I think it’s time we stop talking about artificial intelligence — which nobody really needs, and fewer will ever trust. Instead we should be working on artificial stupidity. Sometimes the less lofty goals are the ones that turn out to be most useful in the end.

12 thoughts on “Artificial Stupidity: The Next Big Thing”

  1. A well written post. However, who would have dreamnt 15 years ago that computer would be able to recognize semantics! Dream leads to innovation..I would even contend that “finding things that are of interest” isnt much of a stupid task – recommendation and personalization are still tough problems to crack.
    As your title mentions the next web is definitely is getting machines to handle our stupid tasks .. Hail Roomba!

  2. Artifical Stupidity v Artifical Intelligence

    Nova Spivak makes a great point. Here’s a snippet but be sure to read his entire post.There has been a lot of talk about artificial intelligence. But artificial intelligence scares me. And frankly, I don’t need it. My human intelligence

  3. I agree that smart systems need to help us deal with the stuff that they’re good at and we’re not. In that sense, they’re not AI. However, more generally, as soon as a task that was considered “hard” for computers is “solved” (e.g. chess), suddenly it’s no longer AI. Maybe we’re getting better at defining AI or maybe we’re just biased by the lofty goals of AI that were passed down to us…

  4. Ray Kurzweil will have you know that machines will replicate and pass human intelligence in this century. Reading up on the singularity paints a grim outlook of the future. If anything, a semantic web will greatly aid in this transition.
    The covered wagon was necessary in helping people move west but like any tool, eventually it will be seen as obsolete. The semantic wave is necessary to progress forward but once robots take over the earth, RDF will be seen as a waste of code.

  5. While this might me a worthwhile endeavor such complicated tasks may one day elicit the creation of A.I. to deal with the evolution of the more complicated tasks computerization of everyday life will inevitably bring within a continually cyberized world? is not you twine program designed to serve that very purpose? at what point does a level of programming surpass the threshold of simple instruction into the realm of conscious discretion?

  6. Love it. This, in fact, was the basic premise behind my recent book (with Neil Raden) called “Smart (enough) Systems”. While others research truly “intelligent” systems, what mot of us need is systems that are just smart enough. Smart enough to point out drug interactions, smart enough to detect fraud, smart enough to route an email appropriately, smart enough to see how likely someone is to be who they say they are.
    It’s a great book, though I say so myself!
    JT
    James Taylor
    Author, with Neil Raden, of Smart (Enough) Systems
    Blog at http://www.smartenoughsystems.com/wp

  7. This is really the way to approach the issue. Makes a lot of sense to me. There is a semantic difference between intelligent and smart! The next web is more about smart agents rather than AI.
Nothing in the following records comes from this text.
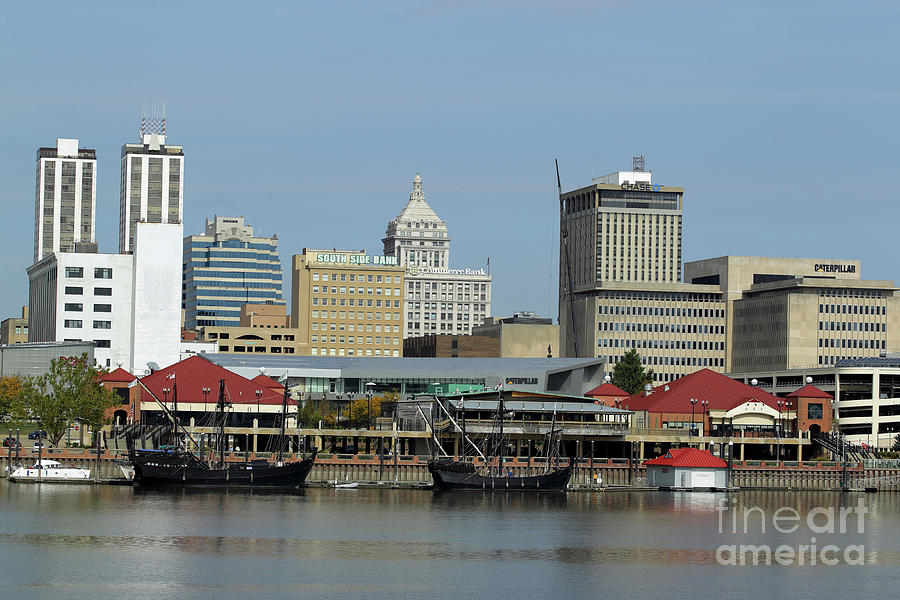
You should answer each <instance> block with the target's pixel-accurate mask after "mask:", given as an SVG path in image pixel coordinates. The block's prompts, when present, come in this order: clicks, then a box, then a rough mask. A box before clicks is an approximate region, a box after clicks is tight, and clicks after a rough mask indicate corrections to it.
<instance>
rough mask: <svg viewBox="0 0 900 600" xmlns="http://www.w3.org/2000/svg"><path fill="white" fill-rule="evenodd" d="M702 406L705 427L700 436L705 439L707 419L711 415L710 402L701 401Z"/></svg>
mask: <svg viewBox="0 0 900 600" xmlns="http://www.w3.org/2000/svg"><path fill="white" fill-rule="evenodd" d="M700 405H701V406H702V407H703V410H702V411H701V413H702V414H703V427H702V428H701V430H700V436H701V437H703V435H704V433H705V431H706V417H707V415H708V414H709V400H701V401H700Z"/></svg>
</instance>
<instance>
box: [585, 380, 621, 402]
mask: <svg viewBox="0 0 900 600" xmlns="http://www.w3.org/2000/svg"><path fill="white" fill-rule="evenodd" d="M584 395H585V396H587V397H588V398H593V399H594V402H595V403H598V402H599V403H600V404H603V405H605V406H613V407H620V406H621V405H622V403H623V402H625V400H627V399H628V396H629V394H628V392H626V391H625V390H623V389H622V388H620V387H617V386H615V385H613V384H611V383H609V382H606V383H604V384H603V385H599V386H597V387H595V388H594V389H592V390H591V391H589V392H586V393H585V394H584Z"/></svg>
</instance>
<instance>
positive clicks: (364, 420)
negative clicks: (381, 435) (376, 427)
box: [350, 396, 381, 427]
mask: <svg viewBox="0 0 900 600" xmlns="http://www.w3.org/2000/svg"><path fill="white" fill-rule="evenodd" d="M380 414H381V397H380V396H375V397H373V398H372V400H371V401H370V400H367V399H366V398H365V397H362V398H356V399H355V400H354V401H353V403H352V404H350V423H351V425H352V426H354V427H366V426H367V425H368V424H369V423H371V424H373V425H374V424H375V419H376V418H377V417H378V416H379V415H380Z"/></svg>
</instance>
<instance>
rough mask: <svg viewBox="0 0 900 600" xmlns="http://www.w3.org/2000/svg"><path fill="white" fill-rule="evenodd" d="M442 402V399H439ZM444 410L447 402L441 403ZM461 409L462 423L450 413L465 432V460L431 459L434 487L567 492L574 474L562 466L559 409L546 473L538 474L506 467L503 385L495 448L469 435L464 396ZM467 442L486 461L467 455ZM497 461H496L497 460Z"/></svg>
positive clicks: (441, 406) (549, 451) (545, 443)
mask: <svg viewBox="0 0 900 600" xmlns="http://www.w3.org/2000/svg"><path fill="white" fill-rule="evenodd" d="M438 405H439V406H441V405H440V402H438ZM441 408H442V410H443V406H441ZM459 408H460V409H461V415H462V418H461V422H462V427H459V425H456V422H455V421H453V417H451V416H450V413H449V412H447V413H446V414H447V417H448V418H449V419H450V420H451V422H453V424H454V425H455V426H456V427H457V429H458V430H459V432H460V434H461V436H462V448H463V457H462V458H463V460H461V461H460V460H452V459H449V458H442V459H435V460H430V461H428V471H429V472H430V473H431V477H432V479H433V481H434V490H435V491H440V492H452V491H484V490H501V491H510V492H564V491H565V490H566V487H567V486H568V485H569V479H570V478H571V477H572V468H571V466H566V467H560V466H559V434H560V431H558V430H557V429H556V411H555V410H554V411H553V418H552V420H551V422H550V431H549V432H548V433H547V439H546V442H545V449H546V458H547V462H546V467H545V468H544V469H543V472H542V473H538V474H536V475H525V476H519V475H513V474H512V472H511V471H506V470H505V469H504V467H503V454H504V452H503V449H504V447H505V442H504V439H503V421H504V419H505V418H506V411H505V410H504V406H503V390H502V389H501V390H500V391H499V393H498V397H497V415H496V417H495V419H496V422H497V436H496V442H495V443H493V444H491V443H490V438H489V440H488V446H491V447H492V448H491V451H489V452H486V453H484V454H482V453H481V451H480V450H479V449H478V447H477V446H476V445H475V444H474V443H472V441H471V440H469V438H468V437H467V436H466V421H465V407H464V402H463V401H462V400H461V401H460V404H459ZM466 443H469V444H471V445H472V446H473V447H475V448H476V451H477V452H478V453H479V454H480V455H481V458H482V464H481V465H480V466H478V467H476V466H475V464H474V463H473V462H469V461H468V460H467V459H466V452H465V448H466ZM495 462H496V464H495Z"/></svg>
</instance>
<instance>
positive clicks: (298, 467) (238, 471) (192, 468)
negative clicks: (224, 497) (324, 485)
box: [134, 455, 315, 489]
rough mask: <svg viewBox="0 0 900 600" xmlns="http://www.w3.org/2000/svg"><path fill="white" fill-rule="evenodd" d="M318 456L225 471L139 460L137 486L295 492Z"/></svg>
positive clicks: (299, 485) (191, 466) (136, 463)
mask: <svg viewBox="0 0 900 600" xmlns="http://www.w3.org/2000/svg"><path fill="white" fill-rule="evenodd" d="M314 461H315V455H313V456H310V457H309V458H306V459H304V460H302V461H299V462H292V463H285V464H283V465H279V466H275V465H259V464H253V463H247V464H244V463H238V464H235V465H231V466H229V467H228V468H225V469H209V468H204V467H203V465H201V464H197V463H196V462H193V461H181V460H179V459H178V456H177V455H175V456H171V457H165V456H152V455H150V456H136V457H135V460H134V483H135V484H136V485H139V486H144V487H166V486H177V487H223V488H265V489H295V488H299V487H300V486H302V485H303V483H304V482H305V481H306V477H307V476H308V475H309V472H310V471H311V470H312V466H313V462H314Z"/></svg>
  8. Very interesting… I suggest a twist to your perspective which I believe will be more digestible.
    In my opinion, even doing routine things you mentioned require some artificial intelligence. For e.g. “organizing emails” require some basic intelligence. I do agree that rather than focusing on higher level intelligence like chess game etc, we should *first* focus on simpler things and move upwards to higher level stuff.

  9. Very interesting… I suggest a twist to your perspective which I believe will be more digestible.
    In my opinion, even doing routine things you mentioned require some artificial intelligence. For e.g. “organizing emails” require some basic intelligence. I do agree that rather than focusing on higher level intelligence like chess game etc, we should *first* focus on simpler things and move upwards to higher level stuff.

  10. Hmmm. Sounds like you need a secretary or a wife, someone to do all the annoying things you don’t want to do. As I recall, we call this folks interns…or recent college grads? While we underestimate the challenge and sticktoitiveness required to address the mundane.